Due to the importance of whether or not property income tax is payable on a sale, I would like to return to this very important topic. Recently, there have often been rude awakenings because customers have given false information about their main residence in the best of their knowledge.
First of all - it is the proof of the duration of the main residence of the property to be sold that is used to determine whether or not real estate income tax (ImmoEst for short) is payable.
When is a property exempt from ImmoEst?
If it was used for personal use. In other words, the seller must have lived in the property for at least 2 years from the time of purchase/acquisition and must also be registered as living there. And this until the sale. Otherwise, exemption rule 2 comes into force: Has the property been continuously occupied by the seller for 5 years in the last 10 years (main registration is important)? Then no tax is payable either. If this is not the case, the ImmoEst is 30 % of the profit. In other words, the selling price minus the purchase price, of which 30 %. And that can really hurt, especially as many sellers assume that they will not pay tax because they have lived in the property themselves.
It is often the case that my clients have lived in the property for 2 years from the date of purchase, have then moved, have registered their main address at the new domicile and think that they are not paying any fees.

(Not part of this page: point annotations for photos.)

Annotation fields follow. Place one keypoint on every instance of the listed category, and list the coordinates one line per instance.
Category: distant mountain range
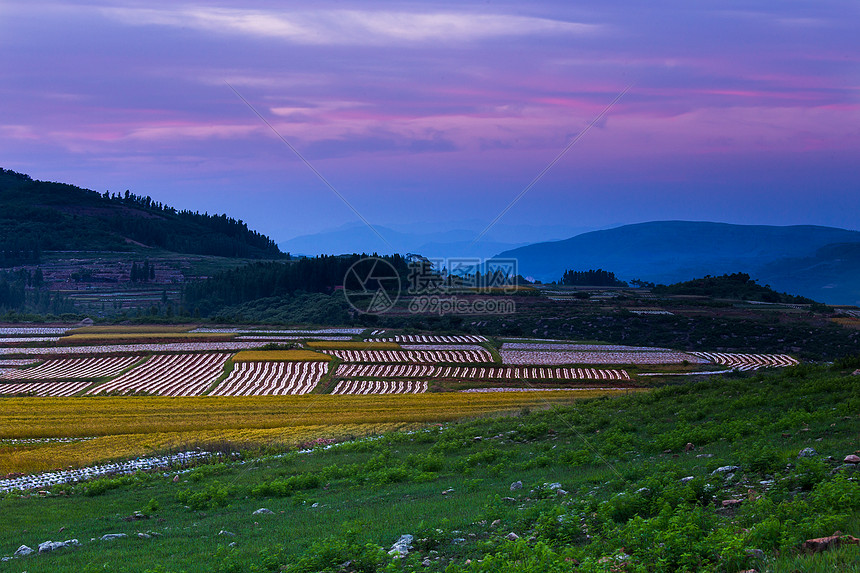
(822, 263)
(40, 216)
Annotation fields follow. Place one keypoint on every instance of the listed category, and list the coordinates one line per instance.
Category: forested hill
(37, 216)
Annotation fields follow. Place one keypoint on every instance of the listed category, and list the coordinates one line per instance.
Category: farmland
(417, 419)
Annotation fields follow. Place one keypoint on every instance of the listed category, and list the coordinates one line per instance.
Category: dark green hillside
(737, 286)
(37, 216)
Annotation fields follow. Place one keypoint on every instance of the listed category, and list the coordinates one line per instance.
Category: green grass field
(622, 462)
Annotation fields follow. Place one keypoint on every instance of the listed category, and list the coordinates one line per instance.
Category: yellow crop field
(353, 345)
(136, 426)
(119, 336)
(280, 356)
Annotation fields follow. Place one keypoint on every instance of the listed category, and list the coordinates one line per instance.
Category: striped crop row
(380, 387)
(412, 357)
(72, 368)
(169, 375)
(433, 339)
(534, 373)
(384, 370)
(748, 361)
(271, 378)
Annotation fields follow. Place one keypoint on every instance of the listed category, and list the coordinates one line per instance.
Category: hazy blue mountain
(822, 263)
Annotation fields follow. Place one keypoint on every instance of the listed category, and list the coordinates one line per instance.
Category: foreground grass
(622, 461)
(135, 426)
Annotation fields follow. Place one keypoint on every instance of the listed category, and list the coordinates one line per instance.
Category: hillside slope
(40, 216)
(787, 258)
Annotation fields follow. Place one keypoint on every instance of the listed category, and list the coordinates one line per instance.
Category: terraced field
(365, 362)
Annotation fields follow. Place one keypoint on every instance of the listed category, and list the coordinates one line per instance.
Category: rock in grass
(402, 546)
(49, 546)
(725, 469)
(825, 543)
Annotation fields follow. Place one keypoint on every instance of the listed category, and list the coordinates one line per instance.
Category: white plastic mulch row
(384, 370)
(380, 387)
(433, 339)
(442, 347)
(169, 375)
(271, 378)
(137, 348)
(570, 357)
(53, 389)
(282, 331)
(549, 346)
(533, 373)
(15, 362)
(48, 479)
(474, 390)
(32, 331)
(72, 368)
(412, 356)
(749, 361)
(278, 337)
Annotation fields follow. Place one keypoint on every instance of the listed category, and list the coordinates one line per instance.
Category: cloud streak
(351, 27)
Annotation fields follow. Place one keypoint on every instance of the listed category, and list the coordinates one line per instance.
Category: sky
(426, 114)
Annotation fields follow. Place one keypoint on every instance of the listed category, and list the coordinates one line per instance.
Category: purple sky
(443, 111)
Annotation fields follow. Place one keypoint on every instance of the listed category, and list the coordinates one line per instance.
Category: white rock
(402, 546)
(725, 469)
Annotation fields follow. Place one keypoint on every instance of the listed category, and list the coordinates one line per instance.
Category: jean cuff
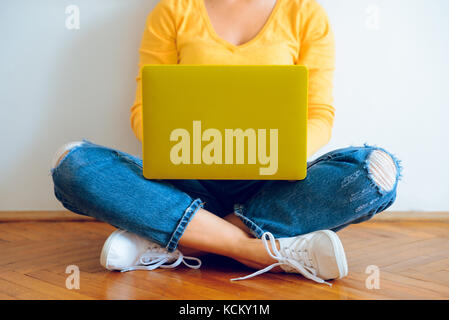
(187, 216)
(253, 227)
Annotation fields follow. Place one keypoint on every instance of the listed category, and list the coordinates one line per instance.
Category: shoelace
(157, 257)
(295, 257)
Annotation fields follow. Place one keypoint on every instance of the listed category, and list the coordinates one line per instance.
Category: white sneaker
(126, 251)
(318, 256)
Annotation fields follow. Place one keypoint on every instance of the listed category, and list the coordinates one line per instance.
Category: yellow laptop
(241, 122)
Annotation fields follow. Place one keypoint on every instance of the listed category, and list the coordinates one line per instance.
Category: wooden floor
(413, 258)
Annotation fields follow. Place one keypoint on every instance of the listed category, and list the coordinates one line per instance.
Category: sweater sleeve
(317, 53)
(158, 46)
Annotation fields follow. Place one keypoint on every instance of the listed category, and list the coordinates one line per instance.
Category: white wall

tax. If rule 2 with the 10 years does not work out, because you have only lived in the property to be sold for 3 years, you will have to pay tax. you are in for a rude awakening, because instead of 0 % you have to pay a whopping 30 % in ImmoEst.
Attention: When selling a property, do not register your main residence in the new property straight away!
This also often happens in divorce cases: Both partners own a property, one partner moves out and makes the main declaration in the new residence. The other partner remains in the property to be sold. Here it could happen that the person who has moved out has to pay 30 % tax on the sale, while the person who remains in the property does not have to pay any tax at all.
Unfortunately, very few customers think about this, and when I explain it to them when they want to sell, they are often horrified.
I also had a case of a house for sale that the client had bought from me 3 years ago. The remodelling and renovation alone took 2 years and the house was only ready for occupation after 2 years. At this time, the buyer also established her main residence. 2 years later She moved back into her house, assuming that she would not have to pay ImmoEst because she had been registered there for 2 years.
However, there is another tricky detail here: the main residence must be established within one year in order to be tax-exempt on sale. What sounds like a carnival joke is a sad reality. Even if the house is still a dump, has no roof and is therefore uninhabitable, there is no exemption from ImmoEst if the main residence can only be established after one year.
In this case, exception rule 2 must be applied: Has the house been occupied continuously for 5 of the last 10 years? If the house was your main residence for a shorter period, you are out of luck and have to pay tax.
The situation is clear for flats that are bought as an investment, i.e. rented out, where the high 30 % ImmoEst must be paid.
House sales are a little trickier, as the size of the plot up to 1,000 m² is also relevant, when a possible reclassification from grassland to building land took place and whether the house itself was built. I will dedicate a separate article to this topic.
In the case of estates/inheritances, the date on which the property was last purchased is relevant. In this case, the testator (deceased) is used as the date on which they last signed a purchase agreement. Although the heir does not get away tax-free, the ImmoEst can often only amount to 4.2 %.